Governments around the world are increasingly prioritizing population wellbeing as key to evaluating societal prosperity. Recognizing the limitations of traditional metrics like GDP, New Zealand has been at the forefront of this movement, seeking new and innovative methods to assess the wellbeing of its citizens. A recent study developed and validated machine learning models to predict subjective wellbeing outcomes using census-level administrative data, aiming to enrich the existing wellbeing framework.
The New Zealand General Social Survey (GSS) collects data on the wellbeing of approximately 10,000 individuals; yet, this sample size often fails to capture the nuanced experiences of smaller, underrepresented population subgroups, such as those living in social housing. To bridge this gap, the researchers leveraged the Integrated Data Infrastructure (IDI) to develop predictive models for key aspects of wellbeing: life satisfaction, life worthwhileness, family wellbeing, and mental wellbeing.
Three distinct predictive models were evaluated: Stepwise Linear Regression, Elastic Net Regression, and Random Forest. The results highlighted the Random Forest model as the most effective, yielding low root mean square error (RMSE) values around 1.5, making it advantageous for generating estimated wellbeing scores for larger populations.
Despite these promising results, the models demonstrated low R-squared values, indicating limited capability to explain variations across individual outcomes. This circumstance emphasizes the necessity for continual refinement of analytical methods to optimize the capture of wellbeing determinants.
New Zealand’s commitment to wellbeing is evidenced by its landmark ‘wellbeing budget’, introduced by the government to tackle pressing social issues, including child poverty and mental health crises. Yet, evaluating the effectiveness of such policies has remained complex due to insufficient population-level data. The integration of machine learning models presents promising opportunities to extrapolate wellbeing measures across diverse demographic segments.

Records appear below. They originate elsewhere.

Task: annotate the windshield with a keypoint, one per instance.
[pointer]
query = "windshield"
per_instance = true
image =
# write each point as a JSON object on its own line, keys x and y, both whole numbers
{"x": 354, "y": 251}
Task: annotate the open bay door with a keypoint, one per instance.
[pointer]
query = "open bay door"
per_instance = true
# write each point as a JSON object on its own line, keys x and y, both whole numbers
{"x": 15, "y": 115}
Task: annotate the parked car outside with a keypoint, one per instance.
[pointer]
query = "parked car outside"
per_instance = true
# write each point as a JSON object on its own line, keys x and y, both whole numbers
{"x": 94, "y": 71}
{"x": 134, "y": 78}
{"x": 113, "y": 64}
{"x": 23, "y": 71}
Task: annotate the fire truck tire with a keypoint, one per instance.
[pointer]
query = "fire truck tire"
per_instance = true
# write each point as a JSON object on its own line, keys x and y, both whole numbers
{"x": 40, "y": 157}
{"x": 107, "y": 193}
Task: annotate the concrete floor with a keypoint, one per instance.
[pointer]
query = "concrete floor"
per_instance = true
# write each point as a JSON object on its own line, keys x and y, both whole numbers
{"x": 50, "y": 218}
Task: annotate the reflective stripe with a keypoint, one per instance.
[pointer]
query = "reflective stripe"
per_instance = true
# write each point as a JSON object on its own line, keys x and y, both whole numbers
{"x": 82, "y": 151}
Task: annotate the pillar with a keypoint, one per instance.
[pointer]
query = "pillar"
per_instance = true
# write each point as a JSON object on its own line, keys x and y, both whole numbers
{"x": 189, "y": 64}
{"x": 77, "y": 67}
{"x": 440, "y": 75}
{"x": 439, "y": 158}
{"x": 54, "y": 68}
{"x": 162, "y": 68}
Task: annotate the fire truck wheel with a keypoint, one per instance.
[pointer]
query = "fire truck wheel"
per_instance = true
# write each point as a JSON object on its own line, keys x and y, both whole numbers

The research utilized data from the GSS and New Zealand Census of Population and Dwellings, enabling the exploration of demographic variables like age, income, and education as predictors of subjective wellbeing. By linking these data sources, the study aimed to create broader, population-level estimates of wellbeing applicable for policy recommendations.
This innovative approach highlights the potential of using administrative data and machine learning techniques to improve the accuracy of wellbeing predictions, allowing policymakers to craft more targeted interventions. The study has opened avenues for future research to incorporate richer datasets, including environmental factors, which were found to rank among the top predictors of wellbeing.
While the findings provide a foundational framework for conducting wellbeing research using machine learning, they also suggest the need for advancements to capture the multifaceted nature of subjective wellbeing. The limitations identified, such as response biases and skewed data distributions, pose challenges for model training and predictive accuracy.
Nevertheless, this exploration marks a significant step toward deeply embedding wellbeing analytics within New Zealand’s policy framework, with the ultimate goal of fostering happier and healthier communities.